His work in smaller genres, such as chamber music has been much more limited, with only 10 works under that heading. One of those is his Chamber Symphony, written in 1992.
Commissioned by the Gerbode Foundation of San Francisco for the San Francisco Contemporary Chamber Players, the work posed a problem for Adams. Finally inspired by the eponymous work by Arnold Schoenberg (the Chamber Symphony No. 1, Op. 9, written in 1906) and, oddly enough, the music for the 1950s cartoons his son was watching in another room, Adams was able to create a work that combined Schoenberg’s ‘hyperactive, acrobatic, and not a little aggressive’ music with the ‘hyperactive insistently aggressive, and acrobatic’ cartoon music. Most of his music is large-scale, involving, as he said ‘broad brushstrokes on big canvasses’. Smaller works at the time also promoted the use of mass sonorities. Now, Adams was going after the transparency and greater mobility that a chamber piece would provide.
Other pieces of music for small ensembles, including Milhaud‘s La Creation du Monde, ballet music written for a small orchestra of 18 players; Stravinsky’s Octet and Histoire du Soldat, for a septet of instruments and a trio of actors; and Hindemith‘s Kleine Kammermusik, for 5 players, gave Adams more models for small ensemble writing.
The work is in three movements, unlike Schoenberg’s, which is in 1 movement but with five subdivisions built into that movement, each with a contrasting mood.
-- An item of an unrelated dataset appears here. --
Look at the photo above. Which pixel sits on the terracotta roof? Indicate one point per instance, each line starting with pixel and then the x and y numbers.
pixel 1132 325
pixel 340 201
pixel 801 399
The first movement, entitled Mongrel Airs, was originally entitled Discipliner et Punire (Discipline and Punish) before the new title came, ‘to honour a British critic who complained that my music lacked breeding’.
John Adams: Chamber Symphony – I. Mongrel Airs (Ensemble Modern; Sian Edwards, cond.)
The second movement, the longest of the piece, seems to wander about – the bass may be walking, but the trombone melody over the top seems directionless.
John Adams: Chamber Symphony – II. Aria with Walking Bass (Ensemble Modern; Sian Edwards, cond.)
One reviewer noted that the last movement ‘leaves the listener with the unsettling impression that the music is being played backwards’. As befits its title, it’s active and moving, with the expected abrupt stops.
John Adams: Chamber Symphony – III. Roadrunner (Ensemble Modern; Sian Edwards, cond.)
The orchestration for the work largely follows that of Schoenberg for winds and strings, but has the addition of brass instruments, percussion, and an electronic tape.
The composer acknowledges the intrinsic difficulty of the work: ‘Instruments are asked to negotiate unreasonably difficult passages and alarmingly fast tempi, often to inexorable click of the trap set’. The work was recognized as being a change of style for minimalist Adams because of its complex rhythmic and harmonic elements. A follow-up work was written in 2007 with the name Son of Chamber Symphony.